(Note: also posted as a Note on my Facebook page.)
I am increasingly perplexed by reaction to the Roman Polanski case that runs along one or more of these lines:
--He was railroaded
--He was going to receive an unfair sentence and thus was justified in fleeing
--The tone of LA in the 1970's was such that the crime was not as severe as it appears measured against current mores
--The 13 year old in question had prior sexual experience and that should be considered
--In adulthood, the woman now has repeatedly asked that the case be dropped because it continues to bring unwanted attention upon herself and her family, and so the State should accordingly drop the case
No.
No, to any and all of these.
Look, there's some things we can accept as true here:
Polanski is a talented director. If all he had ever made was Chinatown, that would still be true. Whether the fact that he raped a child makes you not want to see his movies is an entirely different question, one I won't go into here because it is addressed well by my friend Marc Hirsh
in this post on NPR.com.
There's no question that tragedy has repeatedly touched Roman Polanski's life. He was a child in the Cracow ghetto and survived the Holocaust. His father survived Mauthausen; his mother died in Auschwitz (Birkenau). His wife and unborn son were slaughtered by the Manson family. Either one of those events are soulbreaking.
But let's also accept this truth: those facts are completely immaterial when discussing his case. He raped a 13 year old girl. This isn't accusation, this is fact. He admitted to it. He plead guilty.

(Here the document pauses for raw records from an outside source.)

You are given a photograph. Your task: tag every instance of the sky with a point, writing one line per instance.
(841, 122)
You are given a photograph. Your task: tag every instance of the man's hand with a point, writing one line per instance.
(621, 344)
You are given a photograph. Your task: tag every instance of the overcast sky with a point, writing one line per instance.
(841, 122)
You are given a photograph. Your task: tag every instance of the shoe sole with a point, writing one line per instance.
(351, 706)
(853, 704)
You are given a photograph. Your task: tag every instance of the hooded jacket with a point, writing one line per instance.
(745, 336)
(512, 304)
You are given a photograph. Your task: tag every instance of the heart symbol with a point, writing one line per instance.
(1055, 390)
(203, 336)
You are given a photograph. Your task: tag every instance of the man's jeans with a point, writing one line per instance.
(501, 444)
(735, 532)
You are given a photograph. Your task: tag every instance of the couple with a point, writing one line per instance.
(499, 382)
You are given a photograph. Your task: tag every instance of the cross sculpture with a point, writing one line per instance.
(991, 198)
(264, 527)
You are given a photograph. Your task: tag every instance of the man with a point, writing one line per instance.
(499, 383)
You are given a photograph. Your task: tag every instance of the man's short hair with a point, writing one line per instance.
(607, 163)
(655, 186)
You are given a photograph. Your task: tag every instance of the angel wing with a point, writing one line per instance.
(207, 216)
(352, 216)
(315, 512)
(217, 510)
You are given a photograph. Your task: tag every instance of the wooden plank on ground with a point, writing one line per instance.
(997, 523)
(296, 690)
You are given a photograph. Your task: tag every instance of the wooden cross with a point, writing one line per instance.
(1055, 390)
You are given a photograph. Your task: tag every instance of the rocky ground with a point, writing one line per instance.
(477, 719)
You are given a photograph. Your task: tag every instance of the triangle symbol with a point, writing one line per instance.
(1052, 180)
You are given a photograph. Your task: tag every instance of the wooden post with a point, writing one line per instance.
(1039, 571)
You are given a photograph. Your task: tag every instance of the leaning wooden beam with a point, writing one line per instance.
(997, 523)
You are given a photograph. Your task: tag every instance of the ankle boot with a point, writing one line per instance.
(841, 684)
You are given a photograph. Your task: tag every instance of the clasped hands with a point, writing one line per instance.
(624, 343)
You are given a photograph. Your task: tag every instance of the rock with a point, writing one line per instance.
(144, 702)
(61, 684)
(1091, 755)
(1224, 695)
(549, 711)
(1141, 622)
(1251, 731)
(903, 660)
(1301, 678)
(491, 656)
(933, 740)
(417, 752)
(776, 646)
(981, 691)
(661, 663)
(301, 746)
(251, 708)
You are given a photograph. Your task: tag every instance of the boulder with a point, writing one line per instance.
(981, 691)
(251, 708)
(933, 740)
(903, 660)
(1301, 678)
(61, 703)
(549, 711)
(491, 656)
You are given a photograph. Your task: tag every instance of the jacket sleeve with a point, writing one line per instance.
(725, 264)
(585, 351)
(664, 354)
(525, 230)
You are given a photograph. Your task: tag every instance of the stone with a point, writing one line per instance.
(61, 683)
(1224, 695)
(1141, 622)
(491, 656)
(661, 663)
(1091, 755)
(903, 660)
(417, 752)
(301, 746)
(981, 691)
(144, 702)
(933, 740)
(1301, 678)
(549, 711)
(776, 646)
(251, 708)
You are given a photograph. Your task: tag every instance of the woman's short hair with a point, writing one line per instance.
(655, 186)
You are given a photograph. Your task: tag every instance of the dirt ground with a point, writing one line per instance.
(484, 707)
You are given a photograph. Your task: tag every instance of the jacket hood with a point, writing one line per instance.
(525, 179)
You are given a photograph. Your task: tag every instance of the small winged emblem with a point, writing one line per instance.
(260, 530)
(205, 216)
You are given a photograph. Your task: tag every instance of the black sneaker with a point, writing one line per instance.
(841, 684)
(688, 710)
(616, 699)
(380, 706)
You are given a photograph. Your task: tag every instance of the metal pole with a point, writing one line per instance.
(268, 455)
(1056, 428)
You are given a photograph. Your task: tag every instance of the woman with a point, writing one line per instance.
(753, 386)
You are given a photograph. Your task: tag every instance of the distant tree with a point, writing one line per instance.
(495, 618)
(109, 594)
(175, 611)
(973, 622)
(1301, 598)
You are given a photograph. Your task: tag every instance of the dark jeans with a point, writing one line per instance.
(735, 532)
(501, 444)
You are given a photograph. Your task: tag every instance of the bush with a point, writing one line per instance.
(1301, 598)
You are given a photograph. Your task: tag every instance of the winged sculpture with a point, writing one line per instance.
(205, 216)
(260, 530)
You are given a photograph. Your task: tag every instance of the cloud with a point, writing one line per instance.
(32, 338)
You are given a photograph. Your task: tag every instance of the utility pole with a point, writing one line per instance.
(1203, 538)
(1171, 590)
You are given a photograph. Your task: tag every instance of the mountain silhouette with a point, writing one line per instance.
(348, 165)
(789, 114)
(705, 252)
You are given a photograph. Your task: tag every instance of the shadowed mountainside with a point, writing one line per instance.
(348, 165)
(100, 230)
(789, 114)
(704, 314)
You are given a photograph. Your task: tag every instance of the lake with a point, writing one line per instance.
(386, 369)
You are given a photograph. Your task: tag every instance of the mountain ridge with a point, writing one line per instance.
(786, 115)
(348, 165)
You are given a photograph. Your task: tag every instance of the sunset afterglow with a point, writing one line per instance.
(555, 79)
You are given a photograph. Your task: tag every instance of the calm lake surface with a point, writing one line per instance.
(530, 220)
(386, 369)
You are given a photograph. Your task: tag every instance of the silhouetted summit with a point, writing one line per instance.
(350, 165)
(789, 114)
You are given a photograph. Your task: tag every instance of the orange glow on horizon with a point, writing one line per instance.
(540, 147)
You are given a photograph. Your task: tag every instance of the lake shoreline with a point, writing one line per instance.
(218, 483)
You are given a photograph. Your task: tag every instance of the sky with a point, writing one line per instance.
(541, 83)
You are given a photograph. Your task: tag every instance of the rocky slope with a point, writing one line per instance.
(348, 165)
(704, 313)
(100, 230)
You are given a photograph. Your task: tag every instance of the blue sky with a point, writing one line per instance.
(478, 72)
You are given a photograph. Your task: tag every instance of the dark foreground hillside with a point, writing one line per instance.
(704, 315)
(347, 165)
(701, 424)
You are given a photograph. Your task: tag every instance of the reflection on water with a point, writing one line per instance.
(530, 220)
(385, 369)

That this girl grew into an adult who wants the case abandoned is, depending on whose facts you believe, either extraordinary forgiveness or a practical decision arising from not wanting to deal with the celebrity aspects of the case any longer. It's hard to get on with your life when every time the Polanski case comes up, the press goes after you and your family. But again, No. That's not how the system works, nor should it. It's the flipside of the coin that prevents vigilante justice. You don't get to decided the punishment; the State provides a jury of the accused's peers to do that on behalf of the People, on the idea that everyone is injured when injustice is done. It is laudable to forgive. Unfortunately, the State isn't in the business of forgiving, it's in the business of seeing justice done.

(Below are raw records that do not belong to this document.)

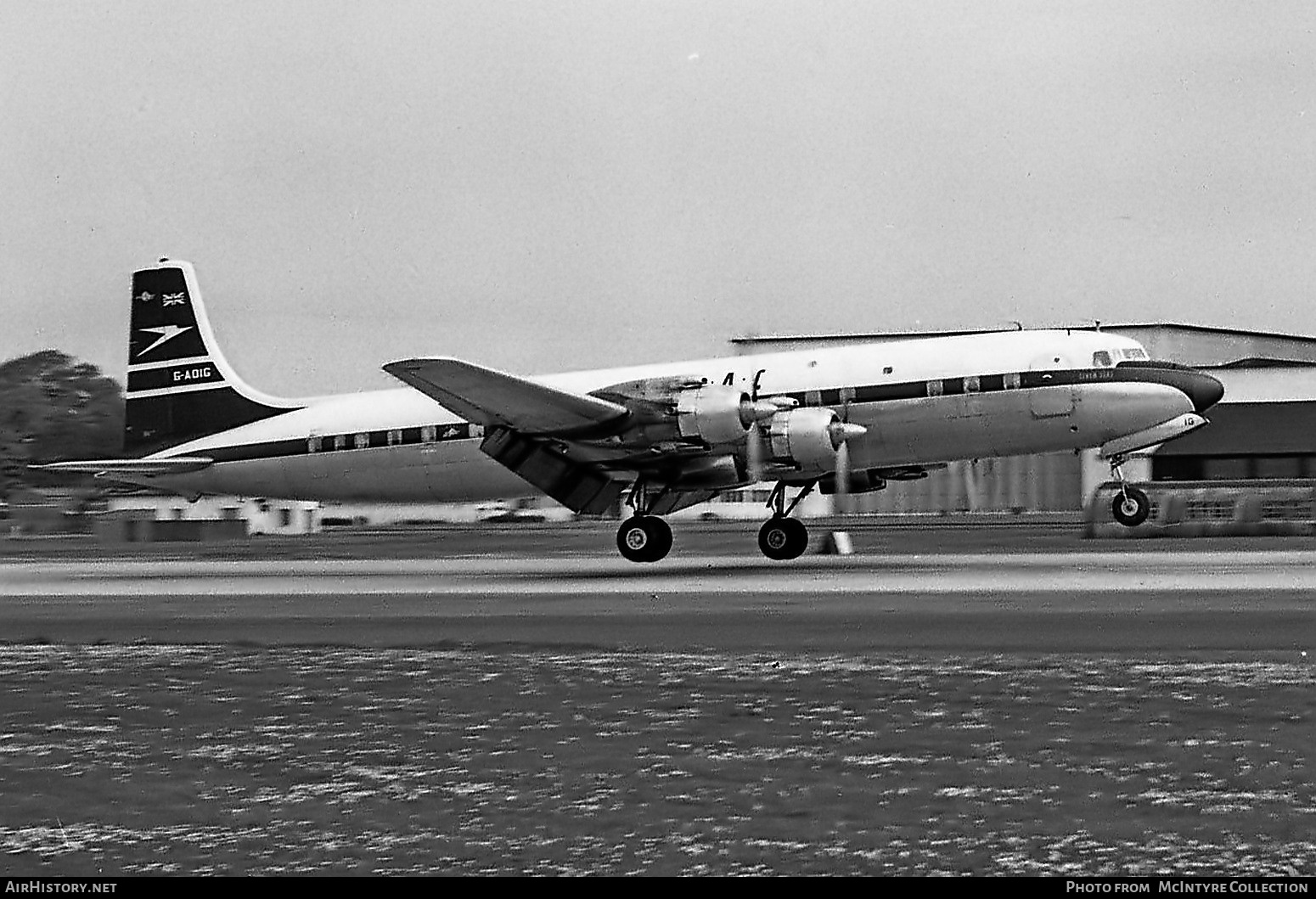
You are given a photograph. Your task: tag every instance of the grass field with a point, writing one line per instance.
(517, 760)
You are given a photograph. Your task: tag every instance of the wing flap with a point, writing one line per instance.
(497, 399)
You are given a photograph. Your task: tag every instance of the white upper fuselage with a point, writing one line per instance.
(316, 453)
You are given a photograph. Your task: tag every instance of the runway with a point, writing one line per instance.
(952, 700)
(1108, 600)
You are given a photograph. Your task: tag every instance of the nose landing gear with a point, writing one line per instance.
(1131, 507)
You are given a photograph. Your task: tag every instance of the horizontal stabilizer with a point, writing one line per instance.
(133, 468)
(497, 399)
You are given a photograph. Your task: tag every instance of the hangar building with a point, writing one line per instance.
(1265, 428)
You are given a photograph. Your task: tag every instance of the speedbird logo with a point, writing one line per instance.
(166, 334)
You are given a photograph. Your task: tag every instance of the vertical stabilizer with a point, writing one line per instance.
(179, 385)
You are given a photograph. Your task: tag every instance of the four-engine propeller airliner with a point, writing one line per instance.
(660, 437)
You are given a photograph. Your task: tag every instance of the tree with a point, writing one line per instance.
(52, 408)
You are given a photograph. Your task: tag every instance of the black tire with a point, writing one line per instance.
(644, 538)
(784, 538)
(1131, 507)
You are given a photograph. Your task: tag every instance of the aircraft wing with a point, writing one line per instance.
(497, 399)
(134, 468)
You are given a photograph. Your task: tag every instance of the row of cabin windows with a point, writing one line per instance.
(394, 437)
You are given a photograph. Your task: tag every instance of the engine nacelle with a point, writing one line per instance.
(806, 439)
(713, 413)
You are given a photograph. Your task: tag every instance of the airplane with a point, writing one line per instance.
(658, 437)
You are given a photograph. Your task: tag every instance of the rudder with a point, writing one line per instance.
(179, 385)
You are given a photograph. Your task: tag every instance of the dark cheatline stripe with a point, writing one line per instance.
(1169, 374)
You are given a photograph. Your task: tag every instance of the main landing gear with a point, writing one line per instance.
(1131, 507)
(644, 537)
(784, 537)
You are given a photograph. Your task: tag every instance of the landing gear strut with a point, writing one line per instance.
(643, 537)
(1131, 507)
(784, 537)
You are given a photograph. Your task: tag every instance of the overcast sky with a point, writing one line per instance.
(548, 186)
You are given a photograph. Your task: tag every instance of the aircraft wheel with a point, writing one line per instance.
(784, 538)
(1131, 507)
(644, 538)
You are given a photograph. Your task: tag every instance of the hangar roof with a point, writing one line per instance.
(1198, 346)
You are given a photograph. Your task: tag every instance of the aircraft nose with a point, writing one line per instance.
(1205, 391)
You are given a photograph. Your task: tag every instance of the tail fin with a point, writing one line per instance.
(179, 385)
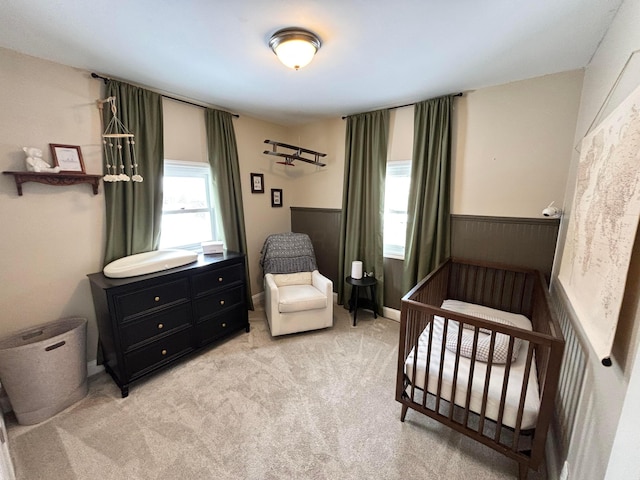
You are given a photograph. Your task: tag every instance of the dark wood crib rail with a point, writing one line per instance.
(502, 287)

Which brings us to the unfair sentencing counter-arguement. If the State is in the business of seeing justice done in the rape victim's case, it is and absolutely must also be in the business of seeing justice done for Polanski. The only way to achieve this is to follow the system to it's logical end. Polanski plea bargained down to probation. He fled when it became known that the sentencing judge planned to impose a prison term and have him deported. He fled not because he was being railroaded for something he hadn't done but because he was afraid of the sentence he'd receive for a crime he admitted he committed.
That said, bear with me here because this is where Polanski may have been wronged:
-The judge (Laurence Rittenband) may have had a legal right to ignore the plea bargain; after all, he was the presiding judge. However,
-The judge's decision to impose a prison term & deportation came following a conversation with the then-Deputy District Attorney (David Wells).
-That conversation was illegal. Why? Because the California Code of Judicial Ethics says so. I'm going to quote the
Slate Explainer here:
While Wells was not himself an attorney of record in the case, he was a lawyer for one of the parties-the state of California. The California Code of Judicial Ethics forbids judges to engage in ex parte communications-discussions where only one side is represented.
There is no question that Rittenband violated the ethics code. The question of whether his conversations with Wells are sufficient grounds for dismissal of the charges against Polanski is an open question. (Emphasis mine.)
It's an open question that was never addressed because Polanski fled the country, introducing a separate element entirely: fugitive. If he has a case, and it certainly appears he might, then the only way to put this all to rest (and ironically for the victim, the only way to keep her from recurring bouts of unwanted attention) is for him to come back and follow the system. There is no way that doing that can be any worse of an experience than what he perpetuated upon that 13 year old.